Ou quando acordei a meio da noite e fui à casa de banho, assustando o meu filho que se levantou e que, vendo a pairar no escuro uma tshirt branca (nesse dia devo ter tido frio de noite), julgou que era uma assombração e deu um grito e um salto no ar à la Karate Kid deixando-me a mim completamente aterrada, julgando que o rapaz estava possuído.


Ou quando, in heaven, andando a passear sozinha no campo, comecei a ouvir uns estalidos atrás dos arbustos e, assustada, comecei a acelerar o passo e os estalidos sempre atrás e eu, já assustada, a correr, achando que estava a ser perseguida. E então vejo a minha filha lá em cima, muito espantada, e eu queria correr e falar mas, tão assustada estava, mal tinha força para correr e para falar. Queria precavê-la, queria avisá-la que fugisse. Sei lá. E ela sem perceber nada. 

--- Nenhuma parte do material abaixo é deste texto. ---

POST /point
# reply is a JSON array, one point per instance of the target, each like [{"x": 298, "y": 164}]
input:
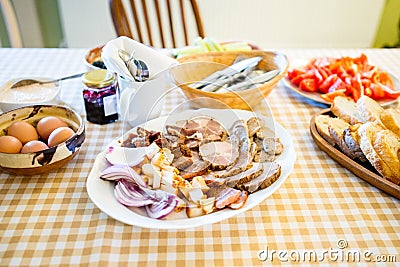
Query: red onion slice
[
  {"x": 117, "y": 172},
  {"x": 158, "y": 203}
]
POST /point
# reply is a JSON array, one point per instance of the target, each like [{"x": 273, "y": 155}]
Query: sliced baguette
[
  {"x": 322, "y": 122},
  {"x": 336, "y": 129},
  {"x": 387, "y": 145},
  {"x": 391, "y": 119},
  {"x": 375, "y": 150},
  {"x": 345, "y": 108},
  {"x": 369, "y": 109},
  {"x": 351, "y": 143}
]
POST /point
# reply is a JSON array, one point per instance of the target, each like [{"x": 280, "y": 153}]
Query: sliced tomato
[
  {"x": 357, "y": 89},
  {"x": 309, "y": 85},
  {"x": 324, "y": 87},
  {"x": 330, "y": 96},
  {"x": 390, "y": 93},
  {"x": 352, "y": 77},
  {"x": 294, "y": 73},
  {"x": 338, "y": 84},
  {"x": 377, "y": 91}
]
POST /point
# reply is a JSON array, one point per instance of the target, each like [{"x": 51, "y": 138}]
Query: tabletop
[{"x": 321, "y": 208}]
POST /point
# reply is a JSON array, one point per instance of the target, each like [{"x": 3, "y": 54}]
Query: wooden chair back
[
  {"x": 158, "y": 23},
  {"x": 12, "y": 27}
]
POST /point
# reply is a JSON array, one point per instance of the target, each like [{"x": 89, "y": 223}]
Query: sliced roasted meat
[
  {"x": 271, "y": 173},
  {"x": 216, "y": 185},
  {"x": 246, "y": 176},
  {"x": 254, "y": 126},
  {"x": 272, "y": 145},
  {"x": 209, "y": 128},
  {"x": 267, "y": 149},
  {"x": 239, "y": 136},
  {"x": 198, "y": 167},
  {"x": 181, "y": 163},
  {"x": 220, "y": 154},
  {"x": 134, "y": 140}
]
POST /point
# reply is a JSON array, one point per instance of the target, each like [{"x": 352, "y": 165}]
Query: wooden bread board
[{"x": 367, "y": 174}]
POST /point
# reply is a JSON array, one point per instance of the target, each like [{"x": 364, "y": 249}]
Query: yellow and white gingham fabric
[{"x": 322, "y": 214}]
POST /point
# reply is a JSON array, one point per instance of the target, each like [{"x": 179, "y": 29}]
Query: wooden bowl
[
  {"x": 196, "y": 67},
  {"x": 48, "y": 159}
]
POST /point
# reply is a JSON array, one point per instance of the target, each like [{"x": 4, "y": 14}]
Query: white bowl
[{"x": 19, "y": 98}]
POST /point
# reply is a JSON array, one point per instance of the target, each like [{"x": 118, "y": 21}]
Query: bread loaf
[
  {"x": 345, "y": 108},
  {"x": 391, "y": 119},
  {"x": 365, "y": 131},
  {"x": 369, "y": 109},
  {"x": 381, "y": 149}
]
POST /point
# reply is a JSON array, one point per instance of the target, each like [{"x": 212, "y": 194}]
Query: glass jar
[{"x": 100, "y": 96}]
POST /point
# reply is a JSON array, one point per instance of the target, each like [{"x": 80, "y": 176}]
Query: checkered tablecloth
[{"x": 322, "y": 211}]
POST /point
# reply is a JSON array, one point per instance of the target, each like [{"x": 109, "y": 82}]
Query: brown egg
[
  {"x": 48, "y": 124},
  {"x": 10, "y": 144},
  {"x": 34, "y": 146},
  {"x": 59, "y": 135},
  {"x": 24, "y": 131}
]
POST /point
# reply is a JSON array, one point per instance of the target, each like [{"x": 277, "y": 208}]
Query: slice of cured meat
[
  {"x": 239, "y": 135},
  {"x": 271, "y": 173},
  {"x": 219, "y": 154},
  {"x": 241, "y": 178},
  {"x": 198, "y": 167}
]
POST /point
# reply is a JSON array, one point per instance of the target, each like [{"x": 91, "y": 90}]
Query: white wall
[
  {"x": 267, "y": 23},
  {"x": 86, "y": 23}
]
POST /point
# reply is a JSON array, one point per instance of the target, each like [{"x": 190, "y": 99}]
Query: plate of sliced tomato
[{"x": 322, "y": 79}]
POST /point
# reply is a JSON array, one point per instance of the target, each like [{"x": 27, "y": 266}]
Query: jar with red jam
[{"x": 100, "y": 95}]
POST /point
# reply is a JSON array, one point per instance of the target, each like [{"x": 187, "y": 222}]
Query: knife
[
  {"x": 265, "y": 77},
  {"x": 229, "y": 71}
]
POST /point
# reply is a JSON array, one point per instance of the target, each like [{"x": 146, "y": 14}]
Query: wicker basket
[{"x": 196, "y": 67}]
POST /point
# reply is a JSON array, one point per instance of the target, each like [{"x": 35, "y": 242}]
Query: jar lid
[{"x": 98, "y": 78}]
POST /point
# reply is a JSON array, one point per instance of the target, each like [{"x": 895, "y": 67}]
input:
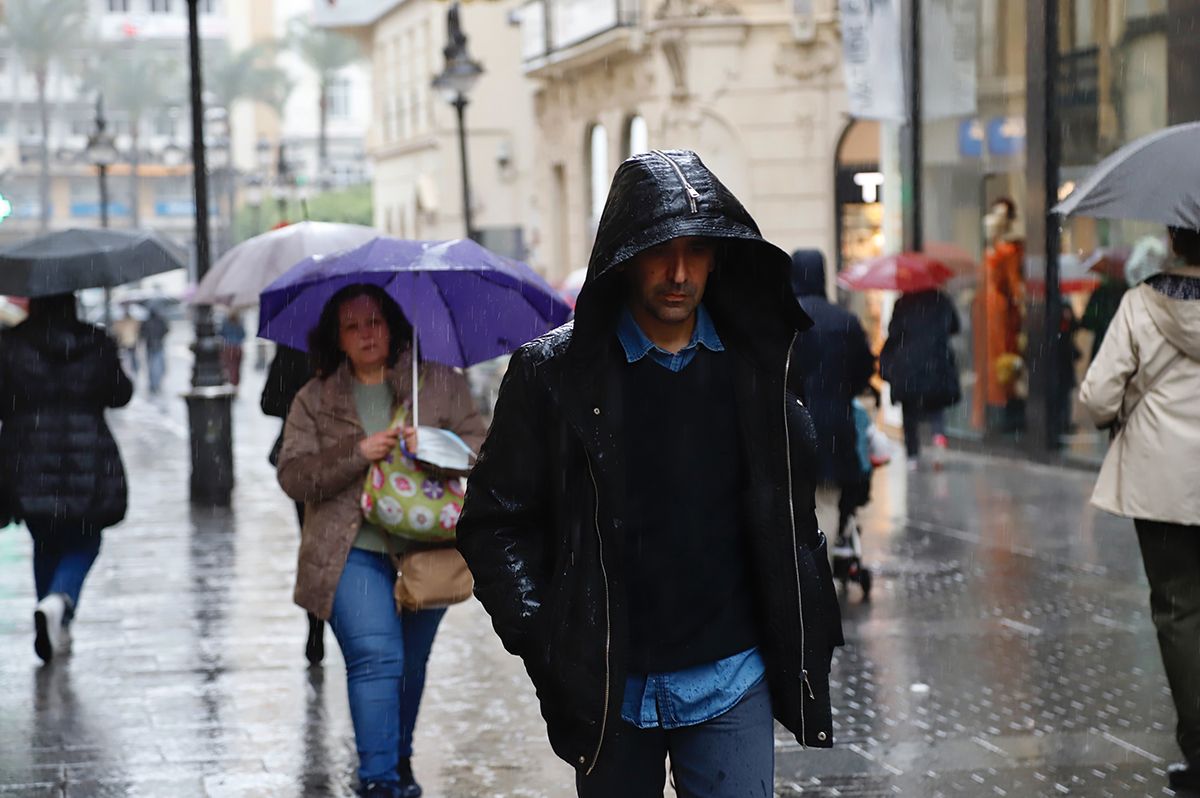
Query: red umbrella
[
  {"x": 906, "y": 271},
  {"x": 953, "y": 256}
]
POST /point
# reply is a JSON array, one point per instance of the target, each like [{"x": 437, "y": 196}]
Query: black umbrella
[
  {"x": 60, "y": 263},
  {"x": 1155, "y": 178}
]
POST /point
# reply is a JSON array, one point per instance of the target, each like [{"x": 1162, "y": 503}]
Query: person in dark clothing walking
[
  {"x": 154, "y": 336},
  {"x": 59, "y": 462},
  {"x": 641, "y": 525},
  {"x": 288, "y": 372},
  {"x": 919, "y": 365},
  {"x": 837, "y": 364}
]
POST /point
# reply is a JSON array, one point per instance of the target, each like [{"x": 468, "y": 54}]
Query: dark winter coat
[
  {"x": 58, "y": 459},
  {"x": 917, "y": 359},
  {"x": 543, "y": 528},
  {"x": 837, "y": 364}
]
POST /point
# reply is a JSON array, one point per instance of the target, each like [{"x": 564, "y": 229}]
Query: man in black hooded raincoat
[{"x": 641, "y": 521}]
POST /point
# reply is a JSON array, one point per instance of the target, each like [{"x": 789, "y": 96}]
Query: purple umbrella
[{"x": 466, "y": 303}]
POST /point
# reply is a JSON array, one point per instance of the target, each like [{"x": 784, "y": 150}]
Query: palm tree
[
  {"x": 250, "y": 75},
  {"x": 139, "y": 82},
  {"x": 45, "y": 33},
  {"x": 327, "y": 53}
]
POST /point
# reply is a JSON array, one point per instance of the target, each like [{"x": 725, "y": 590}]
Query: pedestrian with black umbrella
[
  {"x": 59, "y": 463},
  {"x": 1143, "y": 385}
]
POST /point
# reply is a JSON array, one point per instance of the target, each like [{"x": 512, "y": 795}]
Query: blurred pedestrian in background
[
  {"x": 340, "y": 423},
  {"x": 919, "y": 365},
  {"x": 1102, "y": 307},
  {"x": 154, "y": 337},
  {"x": 59, "y": 463},
  {"x": 126, "y": 333},
  {"x": 1145, "y": 384},
  {"x": 287, "y": 375},
  {"x": 837, "y": 364},
  {"x": 233, "y": 337}
]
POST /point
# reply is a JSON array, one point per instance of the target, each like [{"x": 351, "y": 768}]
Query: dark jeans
[
  {"x": 730, "y": 756},
  {"x": 63, "y": 555},
  {"x": 913, "y": 414},
  {"x": 156, "y": 366},
  {"x": 1171, "y": 556},
  {"x": 385, "y": 655}
]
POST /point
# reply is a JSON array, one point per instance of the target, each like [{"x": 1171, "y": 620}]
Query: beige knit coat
[
  {"x": 321, "y": 463},
  {"x": 1152, "y": 468}
]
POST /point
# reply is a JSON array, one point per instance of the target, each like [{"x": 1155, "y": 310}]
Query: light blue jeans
[
  {"x": 64, "y": 553},
  {"x": 385, "y": 655},
  {"x": 730, "y": 756}
]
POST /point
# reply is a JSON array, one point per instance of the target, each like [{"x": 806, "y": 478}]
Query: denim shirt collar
[{"x": 636, "y": 345}]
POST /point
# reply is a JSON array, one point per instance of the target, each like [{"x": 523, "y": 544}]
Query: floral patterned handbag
[{"x": 408, "y": 502}]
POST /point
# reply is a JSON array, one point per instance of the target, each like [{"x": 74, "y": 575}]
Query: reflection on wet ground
[{"x": 1007, "y": 651}]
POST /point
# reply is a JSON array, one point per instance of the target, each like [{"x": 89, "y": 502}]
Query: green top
[{"x": 375, "y": 407}]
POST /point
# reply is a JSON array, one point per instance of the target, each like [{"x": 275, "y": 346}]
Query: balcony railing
[{"x": 552, "y": 25}]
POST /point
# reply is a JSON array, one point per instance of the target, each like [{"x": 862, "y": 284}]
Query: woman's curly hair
[{"x": 324, "y": 341}]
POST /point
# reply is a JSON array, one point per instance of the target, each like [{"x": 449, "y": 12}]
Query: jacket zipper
[
  {"x": 693, "y": 195},
  {"x": 796, "y": 557},
  {"x": 607, "y": 613}
]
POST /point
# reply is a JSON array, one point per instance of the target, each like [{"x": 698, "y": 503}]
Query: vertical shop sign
[
  {"x": 948, "y": 72},
  {"x": 873, "y": 59}
]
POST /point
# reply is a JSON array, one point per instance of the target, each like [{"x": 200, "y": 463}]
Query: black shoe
[
  {"x": 1183, "y": 775},
  {"x": 315, "y": 649},
  {"x": 408, "y": 786}
]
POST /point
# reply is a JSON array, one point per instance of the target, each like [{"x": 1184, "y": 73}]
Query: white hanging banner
[
  {"x": 873, "y": 59},
  {"x": 948, "y": 35}
]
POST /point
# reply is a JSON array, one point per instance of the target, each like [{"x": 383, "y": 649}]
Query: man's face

Lá consegui balbuciar: 'Um cavalo...'.  E ela, admiradíssima: 'Um cavalo...?'. Claro que não percebia. Depois, então, disse o nome do irmão. Amedrontada, olhei para trás. O meu filho. Também sem perceber nada. 

Não sei de que é que estava à espera. Um bandido a cavalo, acho. Não sei o que é que os estalidos feitos por um rapazito pequeno com a língua poderiam confundir-se com um patife a cavalo.

A minha filha diverte-se a imitar-me nesse momento altamente absurdo. E eu farto-me de rir com estas maluquices que se passam na minha vida.


E, por hoje, é isto.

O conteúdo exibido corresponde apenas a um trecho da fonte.